Zwölf Jahre lang habe ich im Stollenrestaurant gearbeitet. Zwölf Jahre lang war ich grundsätzlich im Stollen drin. Am Morgen rein, am Abend wieder raus. Ich würde es nicht Stollenkoller nennen, aber dennoch war es in den Sommermonaten jeweils ein Genuss, die Feierabende bei schönem Wetter im Freien verbringen zu können. Im Winter war es noch dunkel beim Reingehen und wieder dunkel beim Rauskommen. Da legte ich gerne im Januar oder Februar Ferien ein, um mal wieder Tageslicht zu sehen. Nach meiner Restaurant-Zeit wechselte ich intern zur Organisation des gesamten Besucherwesens. Seit einem Jahr habe ich ein Büro ausserhalb des Stollens. Mit Fenstern.

Man erträgt es
Ich weiss, es gibt Leute, die bereits ein seltsames Gefühl überkommt, wenn sie bloss mit dem Auto durch einen Tunnel fahren müssen. Wirklich nachvollziehen kann ich das allerdings nicht. Diese Leute wären bei uns ein bisschen am verkehrten Ort – in 15 Jahren habe ich es allerdings nur zwei oder drei Mal erlebt, dass jemand kehrt machte, weil er nicht mehr weiterlaufen wollte. Die Anlage ist weit und gross. Ich denke, man erträgt das gut, auch wenn man es sich nicht gewohnt ist, in einem Stollen zu sein. Wir führen schätzungsweise 150 Führungen im Jahr durch. Die Menschen, die unseren Stollen anschauen wollen, sind sehr unterschiedlich. Mehrheitlich kommen sie nicht einmal aus der Branche. Männliche und weibliche Besucher halten sich ungefähr die Waage. Auch was das Interesse angeht.
Würde man sich in der Anlage nicht auskennen, es wäre ein Leichtes, sich dort zu verirren. Von der Organisation her sollte das aber keinem Besucher passieren, weil grundsätzlich niemand unbegleitet hinein darf, der nicht hier arbeitet. Es ging noch kein Gast verloren. Was es gab, war, dass wir eigene Leute suchen mussten, bevor wir vorne das Tor schlossen. Da wussten wir, es sind noch Leute an der Arbeit, aber nicht genau wo.

Vom Chef abgeworben
Zum Stollen kam ich durch Herrn Amberg Senior persönlich (Gründer des Hagerbachstollens; Anm. d. Red). Ich arbeitete in einem Sarganser Restaurant, in welchem er häufig verkehrte. Und als die damalige Angestellte im Stollen-Restaurant aufhörte, warb er mich ab.
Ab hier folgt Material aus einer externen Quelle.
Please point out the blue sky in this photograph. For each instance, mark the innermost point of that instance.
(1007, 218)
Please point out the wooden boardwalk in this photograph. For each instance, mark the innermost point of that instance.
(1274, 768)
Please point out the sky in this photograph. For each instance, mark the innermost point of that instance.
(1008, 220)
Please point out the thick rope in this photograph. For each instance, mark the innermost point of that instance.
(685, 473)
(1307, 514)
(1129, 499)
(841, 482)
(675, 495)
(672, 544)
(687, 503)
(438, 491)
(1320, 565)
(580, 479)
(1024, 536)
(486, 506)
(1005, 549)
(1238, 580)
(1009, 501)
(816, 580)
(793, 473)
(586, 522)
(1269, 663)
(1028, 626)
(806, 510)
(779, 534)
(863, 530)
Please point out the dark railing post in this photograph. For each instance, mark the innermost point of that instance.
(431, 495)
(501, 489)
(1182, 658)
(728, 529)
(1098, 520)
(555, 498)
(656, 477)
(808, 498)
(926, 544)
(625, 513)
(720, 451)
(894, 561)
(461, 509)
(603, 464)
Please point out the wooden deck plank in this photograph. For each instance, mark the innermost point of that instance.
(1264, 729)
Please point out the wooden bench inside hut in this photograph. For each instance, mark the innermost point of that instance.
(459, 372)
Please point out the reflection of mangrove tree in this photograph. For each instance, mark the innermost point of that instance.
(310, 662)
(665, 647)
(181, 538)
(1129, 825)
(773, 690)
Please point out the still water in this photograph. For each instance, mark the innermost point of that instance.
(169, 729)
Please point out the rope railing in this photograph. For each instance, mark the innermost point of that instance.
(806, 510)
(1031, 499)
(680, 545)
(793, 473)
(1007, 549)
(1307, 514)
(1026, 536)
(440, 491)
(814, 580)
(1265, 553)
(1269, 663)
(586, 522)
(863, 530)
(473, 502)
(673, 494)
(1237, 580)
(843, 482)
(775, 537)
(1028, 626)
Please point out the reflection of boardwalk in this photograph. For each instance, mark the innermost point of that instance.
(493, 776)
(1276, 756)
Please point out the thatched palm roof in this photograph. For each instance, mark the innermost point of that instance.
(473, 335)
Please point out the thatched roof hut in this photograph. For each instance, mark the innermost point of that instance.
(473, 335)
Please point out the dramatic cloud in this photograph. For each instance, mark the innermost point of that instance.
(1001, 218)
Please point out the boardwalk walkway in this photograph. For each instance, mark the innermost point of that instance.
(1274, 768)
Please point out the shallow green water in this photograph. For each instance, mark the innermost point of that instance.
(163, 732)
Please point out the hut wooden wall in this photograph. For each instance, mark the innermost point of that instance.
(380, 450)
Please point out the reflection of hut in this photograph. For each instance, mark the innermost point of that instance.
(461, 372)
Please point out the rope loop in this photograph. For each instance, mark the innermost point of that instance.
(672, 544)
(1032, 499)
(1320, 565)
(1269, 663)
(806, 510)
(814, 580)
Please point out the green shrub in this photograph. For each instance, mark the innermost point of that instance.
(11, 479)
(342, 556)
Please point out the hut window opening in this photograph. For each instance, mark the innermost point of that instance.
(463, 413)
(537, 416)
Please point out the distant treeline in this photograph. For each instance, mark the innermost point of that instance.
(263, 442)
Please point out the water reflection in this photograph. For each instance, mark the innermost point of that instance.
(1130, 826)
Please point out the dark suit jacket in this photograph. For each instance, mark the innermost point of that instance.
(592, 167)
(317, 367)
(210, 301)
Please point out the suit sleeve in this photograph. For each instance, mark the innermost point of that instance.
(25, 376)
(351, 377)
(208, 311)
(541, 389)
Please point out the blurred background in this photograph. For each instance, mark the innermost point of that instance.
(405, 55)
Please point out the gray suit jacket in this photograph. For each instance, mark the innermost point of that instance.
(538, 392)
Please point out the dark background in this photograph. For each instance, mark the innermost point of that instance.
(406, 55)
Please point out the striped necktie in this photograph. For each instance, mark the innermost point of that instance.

Mir hat das auf Anhieb gepasst. Zu jener Zeit waren für mich regelmässige Arbeitszeiten und freie Wochenenden nicht üblich und deshalb reizvoll. Ich nahm mir also vor, fünf, vielleicht sechs Jahre dort zu arbeiten. Es wurden mehr, obwohl mit der Zeit nicht mehr wirklich von regelmässiger Arbeit die Rede sein konnte. Es war aber auch schön, bei einer Sache mitzuwirken, die immer grösser wurde. Obwohl ich es heute überaus geniesse, durch die Fenster meines Büros den Herbst zu sehen, den ich so mag, hätte ich wohl keine Probleme damit, wieder im Stollen selbst zu arbeiten. Ich meine, die Tatsache, dass mein Büro jetzt ausserhalb des Stollens liegt, heisst ja nicht, dass ich nun den ganzen Tag rumsitzen und die schöne Aussicht geniessen kann. Arbeiten musste ich drinnen und muss ich jetzt draussen.